9/10
Knowing How It Worked
29 June 2006
Knowing how it worked back in the day, I'm sure Universal had no inkling that they were creating a comedy classic and the best known Abbott and Costello feature besides Buck Privates. Universal's reputation was built on these Gothic horror classics like Frankenstein, Dracula, and the Wolfman and their many incarnations. So I'm sure the decision was to give their horror sets some work and combine the genres.

They made a very funny film, but in the process killed the horror genre. Please note that there were very few straight horror sequels done after Abbott and Costello finished with these monsters. By becoming the butt of Bud and Lou's burlesque humor, they somehow lost the power to truly frighten. It took the British Hammer Film Studio to revive the genre in the Fifties with some more up to date special effects.

Bud and Lou are a couple of delivery men, working for what I guess was UPS at the time and they lose a couple of crates consigned to Frank Ferguson's Amusement house of horrors. But they didn't exactly lose them. The crates contained the bodies of the real Dracula and real Frankenstein monster played by Bela Lugosi and Glenn Strange. And they walked off on poor Costello and no one will believe him.

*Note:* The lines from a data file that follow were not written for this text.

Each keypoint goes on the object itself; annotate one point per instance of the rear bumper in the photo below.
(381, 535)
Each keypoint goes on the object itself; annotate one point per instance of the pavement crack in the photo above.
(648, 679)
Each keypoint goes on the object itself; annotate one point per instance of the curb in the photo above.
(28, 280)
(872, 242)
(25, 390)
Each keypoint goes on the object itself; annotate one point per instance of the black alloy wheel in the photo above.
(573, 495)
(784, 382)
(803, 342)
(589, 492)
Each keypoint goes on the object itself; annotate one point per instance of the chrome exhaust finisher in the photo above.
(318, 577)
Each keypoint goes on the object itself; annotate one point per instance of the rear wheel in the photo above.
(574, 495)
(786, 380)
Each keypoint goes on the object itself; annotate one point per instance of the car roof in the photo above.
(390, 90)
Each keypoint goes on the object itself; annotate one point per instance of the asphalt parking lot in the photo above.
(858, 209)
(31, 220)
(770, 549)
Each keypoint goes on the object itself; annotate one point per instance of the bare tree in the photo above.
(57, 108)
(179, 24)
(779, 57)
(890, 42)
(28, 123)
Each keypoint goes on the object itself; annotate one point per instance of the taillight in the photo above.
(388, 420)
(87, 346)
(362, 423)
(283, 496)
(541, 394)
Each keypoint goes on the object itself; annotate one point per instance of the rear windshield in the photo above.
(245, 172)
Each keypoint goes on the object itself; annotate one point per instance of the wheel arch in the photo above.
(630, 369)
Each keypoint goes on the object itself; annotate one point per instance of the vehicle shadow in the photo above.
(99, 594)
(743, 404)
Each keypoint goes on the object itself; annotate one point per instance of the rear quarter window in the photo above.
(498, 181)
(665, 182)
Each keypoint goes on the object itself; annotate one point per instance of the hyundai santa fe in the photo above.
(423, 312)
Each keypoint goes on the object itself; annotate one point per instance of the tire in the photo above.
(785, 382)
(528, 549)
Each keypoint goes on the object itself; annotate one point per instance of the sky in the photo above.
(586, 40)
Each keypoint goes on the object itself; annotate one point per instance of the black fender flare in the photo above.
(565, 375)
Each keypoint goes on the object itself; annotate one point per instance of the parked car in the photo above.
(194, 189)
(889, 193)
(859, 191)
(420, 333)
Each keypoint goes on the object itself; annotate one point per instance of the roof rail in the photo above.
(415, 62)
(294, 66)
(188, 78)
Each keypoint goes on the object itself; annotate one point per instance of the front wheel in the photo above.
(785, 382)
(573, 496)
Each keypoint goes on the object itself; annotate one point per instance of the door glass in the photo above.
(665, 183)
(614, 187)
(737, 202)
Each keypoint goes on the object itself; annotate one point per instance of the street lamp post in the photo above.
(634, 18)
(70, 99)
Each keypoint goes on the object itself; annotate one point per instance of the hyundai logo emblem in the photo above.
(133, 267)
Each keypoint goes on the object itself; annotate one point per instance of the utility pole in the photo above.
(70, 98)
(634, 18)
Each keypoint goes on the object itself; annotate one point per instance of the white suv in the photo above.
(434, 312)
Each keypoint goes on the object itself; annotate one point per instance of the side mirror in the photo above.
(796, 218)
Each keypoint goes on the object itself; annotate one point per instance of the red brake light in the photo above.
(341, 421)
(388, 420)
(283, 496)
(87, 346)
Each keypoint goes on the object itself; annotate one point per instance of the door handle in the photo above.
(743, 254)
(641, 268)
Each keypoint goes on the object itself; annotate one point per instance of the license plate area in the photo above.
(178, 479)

Except of course Lon Chaney, Jr. playing Lawrence Talbot, concerned citizen by day and werewolf at night when the moon is full. After that it's a merry chase after these monsters as Dracula decides that Costello has a brain perfect for the Frankenstein monster's body.

Of course it would be another 30 years or so before Mel Brooks realized the full implication of that. I think Costello might have consented to the operation had he realized.

It's reported by Lou Costello's daughter Chris that her dad wasn't totally convinced this film was going to work out for the team. Everyone around him told him he was never funnier, but Costello didn't believe it until Universal started counting the box office receipts.

So a cheaply made comedy, utilizing existing sets makes a mint. Come to think of it, that was what Buck Privates also did.